Abu Bakr sought out his father and led him to the mosque. Muhammad greeted them with the words: "Why did you not leave the old man in his house so that I could come to him there?" But Abu Bakr replied that this way was more fitting. Muhammad sat Abu Quhafa down, and asked him to accept Islam, and he did so." Abu Quhafa had white hair, so Muhammad told them to dye it. Abu Bakr then appealed to the army for the return of his sister’s necklace, but nobody admitted to taking it, so the family had to accept that, "There is not much honesty among people nowadays."

==Death==
According to Shia Islamic tradition, Abu Quhafa questioned his son Abu Bakr's succession to Muhammad as the first caliph. Abu Quhafa is said to have sent a letter to Abu Bakr saying that "Leave the matter [caliphate] to its rightful owner [Ali acc. to Shia]". This version is rejected by Sunnis as unauthentic.

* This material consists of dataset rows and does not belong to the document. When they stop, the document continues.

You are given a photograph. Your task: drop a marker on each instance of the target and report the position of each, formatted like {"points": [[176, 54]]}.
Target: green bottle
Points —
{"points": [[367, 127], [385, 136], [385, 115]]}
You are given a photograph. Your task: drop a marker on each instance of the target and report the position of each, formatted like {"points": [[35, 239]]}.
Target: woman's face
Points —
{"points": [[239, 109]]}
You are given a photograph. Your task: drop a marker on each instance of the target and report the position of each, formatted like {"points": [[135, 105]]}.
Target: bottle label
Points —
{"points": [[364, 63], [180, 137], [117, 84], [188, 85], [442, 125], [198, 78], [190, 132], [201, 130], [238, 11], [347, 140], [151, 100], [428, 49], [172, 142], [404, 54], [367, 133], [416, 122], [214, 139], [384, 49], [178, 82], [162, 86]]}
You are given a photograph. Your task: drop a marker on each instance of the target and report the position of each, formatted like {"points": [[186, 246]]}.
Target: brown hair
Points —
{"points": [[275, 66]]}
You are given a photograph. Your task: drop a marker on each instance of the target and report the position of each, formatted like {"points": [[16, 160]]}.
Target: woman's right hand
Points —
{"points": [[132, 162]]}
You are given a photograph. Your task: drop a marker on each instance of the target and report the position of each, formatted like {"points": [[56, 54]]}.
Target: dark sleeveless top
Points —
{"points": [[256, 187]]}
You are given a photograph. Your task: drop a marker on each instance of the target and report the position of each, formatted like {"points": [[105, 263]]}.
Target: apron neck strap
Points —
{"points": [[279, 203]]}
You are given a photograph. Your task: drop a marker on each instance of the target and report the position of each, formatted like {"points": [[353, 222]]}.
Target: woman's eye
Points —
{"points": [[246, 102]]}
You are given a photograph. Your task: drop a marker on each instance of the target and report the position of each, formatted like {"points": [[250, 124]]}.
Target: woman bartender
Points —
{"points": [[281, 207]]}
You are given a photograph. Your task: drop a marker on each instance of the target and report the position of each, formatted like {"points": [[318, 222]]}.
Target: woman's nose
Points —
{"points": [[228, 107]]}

It is said that when Abu Bakr died in Medina in August 634, Mecca was convulsed by an earthquake. Abu Quhafa asked, "What is that?" and was told that his son was dead. He replied, "It is a terrible calamity. Who has arisen in authority after him?" On being advised that Umar was now Caliph, he said, "He was his companion," implying approval. Abu Quhafa returned his inheritance from his son to his grandson.

Abu Quhafa died only a few months later, in March 635, "at the age of 97." This age was calculated in lunar years; by the solar calendar, he would have been 94 or 95.